Understanding cube roots is fundamental in working with radicals. The cube root of a number is a value that, when multiplied by itself three times, results in the original number. For example, the cube root of 8 is 2, because 2 multiplied by itself three times (2 x 2 x 2) equals 8. When we see the expression \( \sqrt[3]{a} \), it indicates the cube root of a number \( a \). It's similar to square roots but with an emphasis on cubes, meaning three factors of the same number.

Cube roots are particularly interesting because they offer insights into the volume and growth rates in geometry and algebra.

• \( \sqrt[3]{27} = 3 \) because \( 3 \times 3 \times 3 = 27 \)
• \( \sqrt[3]{1} = 1 \) since \( 1^3 = 1 \)
• Negative numbers also have real cube roots, so \( \sqrt[3]{-8} = -2 \) since \(-2 \times -2 \times -2 = -8\)

This property makes cube roots useful in solving various equations and understanding wider concepts in math.

Simplifying fractions, including those involving cube roots, is a crucial skill in algebra. The process involves reducing the fraction to its simplest form or making the expression easier to work with. In the context of radicals, simplifying a fraction often means applying a property of roots: \( \frac{\sqrt[n]{a}}{\sqrt[n]{b}} = \sqrt[n]{\frac{a}{b}} \).

Let's look at this step-by-step:

• For the expression \( \frac{\sqrt[3]{12}}{\sqrt[3]{4}} \), we use the cube root property: \( \sqrt[3]{\frac{12}{4}} \).
• Perform the division inside the radical, \( \frac{12}{4} = 3 \).
• This simplifies the expression to \( \sqrt[3]{3} \).

Simplifying helps in comparing and solving expressions efficiently. It breaks down the work into manageable parts and reduces the potential for errors in calculation, especially when dealing with radicals or higher-order roots.

Real numbers form the foundation of everyday arithmetic and algebra. They include a variety of numbers: integers, fractions, decimals, and irrational numbers. Essentially, any number that can be found on the number line is a real number.

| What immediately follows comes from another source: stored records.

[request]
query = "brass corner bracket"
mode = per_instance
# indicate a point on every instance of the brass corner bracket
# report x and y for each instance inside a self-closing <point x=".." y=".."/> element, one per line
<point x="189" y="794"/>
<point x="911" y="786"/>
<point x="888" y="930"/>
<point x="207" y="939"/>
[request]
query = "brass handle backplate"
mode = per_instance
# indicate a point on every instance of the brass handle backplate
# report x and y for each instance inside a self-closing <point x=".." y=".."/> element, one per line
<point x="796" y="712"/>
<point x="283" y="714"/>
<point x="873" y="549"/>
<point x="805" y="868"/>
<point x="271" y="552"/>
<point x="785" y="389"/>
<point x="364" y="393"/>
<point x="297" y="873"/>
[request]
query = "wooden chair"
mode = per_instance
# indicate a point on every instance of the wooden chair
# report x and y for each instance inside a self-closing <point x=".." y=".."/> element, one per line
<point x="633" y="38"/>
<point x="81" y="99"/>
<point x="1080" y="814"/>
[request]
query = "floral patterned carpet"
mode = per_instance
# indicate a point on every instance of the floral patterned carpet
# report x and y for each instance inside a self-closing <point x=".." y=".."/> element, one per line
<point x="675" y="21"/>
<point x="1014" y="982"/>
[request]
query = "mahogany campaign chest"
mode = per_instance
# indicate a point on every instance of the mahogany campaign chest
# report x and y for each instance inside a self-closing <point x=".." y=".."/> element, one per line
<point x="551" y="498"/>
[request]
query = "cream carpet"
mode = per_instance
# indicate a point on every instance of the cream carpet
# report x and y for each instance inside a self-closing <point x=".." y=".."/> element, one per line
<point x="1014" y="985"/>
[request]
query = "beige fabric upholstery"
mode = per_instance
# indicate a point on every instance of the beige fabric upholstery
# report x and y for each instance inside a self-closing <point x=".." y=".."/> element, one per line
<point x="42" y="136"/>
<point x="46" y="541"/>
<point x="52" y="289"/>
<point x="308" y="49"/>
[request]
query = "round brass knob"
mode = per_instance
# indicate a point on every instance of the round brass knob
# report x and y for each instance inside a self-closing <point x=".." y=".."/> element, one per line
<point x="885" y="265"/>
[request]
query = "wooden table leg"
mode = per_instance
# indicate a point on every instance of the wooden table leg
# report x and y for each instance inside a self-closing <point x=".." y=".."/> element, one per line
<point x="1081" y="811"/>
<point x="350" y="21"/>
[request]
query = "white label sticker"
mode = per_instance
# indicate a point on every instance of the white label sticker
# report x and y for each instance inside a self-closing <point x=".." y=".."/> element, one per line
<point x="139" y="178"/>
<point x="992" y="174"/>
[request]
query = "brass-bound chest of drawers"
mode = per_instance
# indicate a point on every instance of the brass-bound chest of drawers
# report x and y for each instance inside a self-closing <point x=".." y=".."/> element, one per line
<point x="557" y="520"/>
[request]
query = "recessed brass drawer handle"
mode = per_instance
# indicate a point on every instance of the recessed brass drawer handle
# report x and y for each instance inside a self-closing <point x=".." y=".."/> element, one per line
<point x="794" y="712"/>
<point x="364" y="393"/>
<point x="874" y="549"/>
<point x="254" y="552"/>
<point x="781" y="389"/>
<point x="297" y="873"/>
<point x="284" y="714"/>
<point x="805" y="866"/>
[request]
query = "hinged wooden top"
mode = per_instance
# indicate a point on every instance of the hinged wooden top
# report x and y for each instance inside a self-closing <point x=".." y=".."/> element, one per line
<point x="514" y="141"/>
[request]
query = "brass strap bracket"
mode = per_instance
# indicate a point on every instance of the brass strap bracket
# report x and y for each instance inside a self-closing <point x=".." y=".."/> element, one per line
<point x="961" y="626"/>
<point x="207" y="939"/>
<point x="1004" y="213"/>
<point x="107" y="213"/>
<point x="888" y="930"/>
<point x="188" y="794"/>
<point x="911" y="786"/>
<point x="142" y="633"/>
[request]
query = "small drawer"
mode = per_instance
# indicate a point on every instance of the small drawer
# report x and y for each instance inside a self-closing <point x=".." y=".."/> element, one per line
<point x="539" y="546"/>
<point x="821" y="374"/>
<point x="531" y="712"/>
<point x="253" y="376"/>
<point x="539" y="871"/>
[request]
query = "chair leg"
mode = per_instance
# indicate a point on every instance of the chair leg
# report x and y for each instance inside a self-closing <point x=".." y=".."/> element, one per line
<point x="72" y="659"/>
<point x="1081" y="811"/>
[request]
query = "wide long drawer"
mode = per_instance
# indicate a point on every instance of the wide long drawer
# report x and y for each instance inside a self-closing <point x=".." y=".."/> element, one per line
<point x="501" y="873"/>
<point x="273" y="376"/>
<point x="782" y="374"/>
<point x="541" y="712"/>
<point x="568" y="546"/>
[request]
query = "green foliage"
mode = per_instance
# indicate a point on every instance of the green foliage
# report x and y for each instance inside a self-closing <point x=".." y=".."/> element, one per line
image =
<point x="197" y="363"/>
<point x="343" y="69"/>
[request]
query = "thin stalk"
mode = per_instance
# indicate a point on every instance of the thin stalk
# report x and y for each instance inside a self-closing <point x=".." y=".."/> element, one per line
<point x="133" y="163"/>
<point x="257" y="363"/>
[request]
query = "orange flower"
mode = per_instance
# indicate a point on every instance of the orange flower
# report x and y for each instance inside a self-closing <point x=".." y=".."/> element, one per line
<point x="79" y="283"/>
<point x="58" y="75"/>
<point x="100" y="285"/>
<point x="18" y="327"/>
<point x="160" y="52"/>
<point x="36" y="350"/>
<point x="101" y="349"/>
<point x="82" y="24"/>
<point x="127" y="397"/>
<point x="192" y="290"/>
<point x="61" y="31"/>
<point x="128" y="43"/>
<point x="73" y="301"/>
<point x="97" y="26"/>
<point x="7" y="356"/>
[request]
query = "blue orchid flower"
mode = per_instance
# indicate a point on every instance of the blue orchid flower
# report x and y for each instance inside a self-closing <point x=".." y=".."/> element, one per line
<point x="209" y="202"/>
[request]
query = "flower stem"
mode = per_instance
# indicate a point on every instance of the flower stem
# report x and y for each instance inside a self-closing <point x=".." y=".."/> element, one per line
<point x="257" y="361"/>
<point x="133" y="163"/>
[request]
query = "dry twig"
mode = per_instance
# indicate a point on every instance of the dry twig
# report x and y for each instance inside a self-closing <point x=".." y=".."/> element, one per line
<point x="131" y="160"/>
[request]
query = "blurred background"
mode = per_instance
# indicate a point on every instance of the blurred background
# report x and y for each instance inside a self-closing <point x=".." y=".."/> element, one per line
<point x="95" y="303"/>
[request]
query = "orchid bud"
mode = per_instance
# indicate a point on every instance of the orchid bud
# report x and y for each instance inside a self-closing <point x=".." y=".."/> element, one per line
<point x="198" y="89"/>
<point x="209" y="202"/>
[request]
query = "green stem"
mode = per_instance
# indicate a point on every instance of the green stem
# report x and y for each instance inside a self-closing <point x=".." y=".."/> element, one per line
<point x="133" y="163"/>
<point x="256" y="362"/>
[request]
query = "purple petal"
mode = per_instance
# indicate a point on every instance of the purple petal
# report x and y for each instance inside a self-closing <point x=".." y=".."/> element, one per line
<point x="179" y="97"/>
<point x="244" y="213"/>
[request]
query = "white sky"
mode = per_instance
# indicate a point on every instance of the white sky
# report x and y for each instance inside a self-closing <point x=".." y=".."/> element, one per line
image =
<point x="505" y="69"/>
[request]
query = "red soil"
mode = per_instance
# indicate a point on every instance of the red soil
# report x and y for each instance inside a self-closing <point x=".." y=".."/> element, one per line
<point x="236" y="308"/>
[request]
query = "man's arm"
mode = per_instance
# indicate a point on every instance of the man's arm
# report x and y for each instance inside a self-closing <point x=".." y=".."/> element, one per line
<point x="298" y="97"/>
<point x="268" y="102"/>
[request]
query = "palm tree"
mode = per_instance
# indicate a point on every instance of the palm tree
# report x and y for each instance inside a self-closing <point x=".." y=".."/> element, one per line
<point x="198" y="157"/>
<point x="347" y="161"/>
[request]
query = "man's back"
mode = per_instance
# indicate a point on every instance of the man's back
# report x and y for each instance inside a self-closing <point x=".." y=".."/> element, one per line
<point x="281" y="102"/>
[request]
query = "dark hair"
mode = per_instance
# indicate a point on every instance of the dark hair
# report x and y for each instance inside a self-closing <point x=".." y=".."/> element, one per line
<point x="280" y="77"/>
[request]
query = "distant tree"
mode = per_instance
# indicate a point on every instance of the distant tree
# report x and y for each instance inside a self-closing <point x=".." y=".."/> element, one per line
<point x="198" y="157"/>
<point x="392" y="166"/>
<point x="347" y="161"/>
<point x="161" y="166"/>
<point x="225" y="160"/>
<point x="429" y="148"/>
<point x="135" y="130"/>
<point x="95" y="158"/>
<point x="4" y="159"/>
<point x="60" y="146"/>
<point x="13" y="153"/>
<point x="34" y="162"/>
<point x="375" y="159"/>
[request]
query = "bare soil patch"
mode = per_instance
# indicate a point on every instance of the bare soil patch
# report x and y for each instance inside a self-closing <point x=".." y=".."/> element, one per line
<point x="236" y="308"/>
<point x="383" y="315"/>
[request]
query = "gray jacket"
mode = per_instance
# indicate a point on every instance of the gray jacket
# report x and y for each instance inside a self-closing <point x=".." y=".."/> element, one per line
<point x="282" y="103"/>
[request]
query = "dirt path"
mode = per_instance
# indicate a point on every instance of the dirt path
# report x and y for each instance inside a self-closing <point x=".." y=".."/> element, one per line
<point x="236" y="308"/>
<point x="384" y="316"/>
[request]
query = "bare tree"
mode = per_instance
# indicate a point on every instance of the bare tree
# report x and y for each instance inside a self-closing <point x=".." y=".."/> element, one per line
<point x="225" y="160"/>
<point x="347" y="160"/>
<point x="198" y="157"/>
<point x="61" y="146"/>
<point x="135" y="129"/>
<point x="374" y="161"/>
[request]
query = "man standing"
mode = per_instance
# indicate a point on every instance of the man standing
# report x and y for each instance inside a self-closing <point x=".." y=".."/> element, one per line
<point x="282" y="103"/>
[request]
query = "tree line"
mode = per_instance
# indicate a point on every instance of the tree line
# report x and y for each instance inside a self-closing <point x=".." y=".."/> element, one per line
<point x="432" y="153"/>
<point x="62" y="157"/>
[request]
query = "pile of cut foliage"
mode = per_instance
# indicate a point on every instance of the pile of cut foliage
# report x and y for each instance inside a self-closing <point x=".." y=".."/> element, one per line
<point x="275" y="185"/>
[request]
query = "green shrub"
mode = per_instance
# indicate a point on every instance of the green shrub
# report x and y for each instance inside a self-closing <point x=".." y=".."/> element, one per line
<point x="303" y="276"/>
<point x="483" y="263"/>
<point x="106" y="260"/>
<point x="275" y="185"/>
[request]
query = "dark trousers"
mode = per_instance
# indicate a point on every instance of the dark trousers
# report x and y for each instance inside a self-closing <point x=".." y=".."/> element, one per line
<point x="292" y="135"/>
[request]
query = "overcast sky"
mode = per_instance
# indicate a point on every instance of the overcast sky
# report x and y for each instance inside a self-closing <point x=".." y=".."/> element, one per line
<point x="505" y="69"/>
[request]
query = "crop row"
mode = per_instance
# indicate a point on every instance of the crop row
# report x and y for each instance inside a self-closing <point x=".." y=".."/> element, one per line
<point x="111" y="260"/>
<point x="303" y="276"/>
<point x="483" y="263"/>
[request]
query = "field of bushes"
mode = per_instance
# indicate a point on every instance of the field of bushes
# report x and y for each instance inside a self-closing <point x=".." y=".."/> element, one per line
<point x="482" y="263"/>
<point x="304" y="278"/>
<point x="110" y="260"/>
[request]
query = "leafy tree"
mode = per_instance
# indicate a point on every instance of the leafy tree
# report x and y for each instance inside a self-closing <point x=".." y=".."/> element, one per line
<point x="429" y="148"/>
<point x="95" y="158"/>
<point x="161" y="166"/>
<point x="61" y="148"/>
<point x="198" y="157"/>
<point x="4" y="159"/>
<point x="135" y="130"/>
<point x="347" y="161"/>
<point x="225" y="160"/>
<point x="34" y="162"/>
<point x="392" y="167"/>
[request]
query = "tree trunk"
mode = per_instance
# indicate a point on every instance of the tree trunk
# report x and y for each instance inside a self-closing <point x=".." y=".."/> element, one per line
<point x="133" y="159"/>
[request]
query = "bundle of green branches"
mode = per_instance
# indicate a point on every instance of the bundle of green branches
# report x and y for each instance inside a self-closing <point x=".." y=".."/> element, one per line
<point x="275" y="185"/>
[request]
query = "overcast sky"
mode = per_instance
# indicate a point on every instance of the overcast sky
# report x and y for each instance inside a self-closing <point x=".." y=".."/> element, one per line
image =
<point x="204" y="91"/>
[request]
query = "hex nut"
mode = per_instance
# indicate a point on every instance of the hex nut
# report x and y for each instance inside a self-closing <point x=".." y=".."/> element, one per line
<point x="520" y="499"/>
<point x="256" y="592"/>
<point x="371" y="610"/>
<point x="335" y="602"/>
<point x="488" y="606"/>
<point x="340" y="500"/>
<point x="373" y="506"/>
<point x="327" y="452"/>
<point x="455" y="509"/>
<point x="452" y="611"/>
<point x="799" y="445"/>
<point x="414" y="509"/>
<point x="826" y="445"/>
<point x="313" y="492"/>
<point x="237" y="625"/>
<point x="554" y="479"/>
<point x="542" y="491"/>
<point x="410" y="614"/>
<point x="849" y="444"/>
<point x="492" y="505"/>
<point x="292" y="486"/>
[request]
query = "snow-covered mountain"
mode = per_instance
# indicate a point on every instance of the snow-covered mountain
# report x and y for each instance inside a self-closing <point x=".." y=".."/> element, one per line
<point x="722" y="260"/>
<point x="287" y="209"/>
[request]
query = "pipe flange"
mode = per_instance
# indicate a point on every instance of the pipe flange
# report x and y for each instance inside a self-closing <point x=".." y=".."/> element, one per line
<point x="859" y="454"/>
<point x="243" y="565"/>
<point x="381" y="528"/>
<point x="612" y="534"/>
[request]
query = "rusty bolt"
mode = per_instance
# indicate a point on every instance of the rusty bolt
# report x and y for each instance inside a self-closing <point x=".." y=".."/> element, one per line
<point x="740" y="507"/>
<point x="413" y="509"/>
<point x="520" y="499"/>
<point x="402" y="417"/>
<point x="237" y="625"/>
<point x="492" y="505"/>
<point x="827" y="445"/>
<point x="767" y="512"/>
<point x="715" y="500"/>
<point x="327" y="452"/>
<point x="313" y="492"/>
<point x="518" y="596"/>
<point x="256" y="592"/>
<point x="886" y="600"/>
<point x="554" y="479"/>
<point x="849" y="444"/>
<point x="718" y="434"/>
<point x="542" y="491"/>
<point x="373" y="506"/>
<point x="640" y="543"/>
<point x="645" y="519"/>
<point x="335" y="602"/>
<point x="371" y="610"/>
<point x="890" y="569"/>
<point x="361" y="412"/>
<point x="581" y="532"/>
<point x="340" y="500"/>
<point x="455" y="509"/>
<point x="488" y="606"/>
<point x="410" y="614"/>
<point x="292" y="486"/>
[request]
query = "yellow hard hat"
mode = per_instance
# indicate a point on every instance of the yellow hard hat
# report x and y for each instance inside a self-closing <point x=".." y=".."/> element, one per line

When working with cube roots and other radicals, we often assume they are dealing with nonzero real numbers.

Here’s what makes up the realm of real numbers:

• **Integers** include numbers like -3, 0, 1, and 2.
• **Fractions** and **decimals** such as \( \frac{1}{2} \), 0.75, etc., are also real.
• **Irrational numbers** include roots like \( \sqrt{2} \), which can’t be exactly expressed as a fraction.

The statement in the exercise that all radicals represent nonzero real numbers is significant because it implies that none of the terms can be zero. This ensures that operations like division are valid and that we can confidently use properties of roots without encountering undefined situations. Real numbers are versatile tools, used across mathematics, ensuring we can manipulate and understand various expressions and equations effortlessly.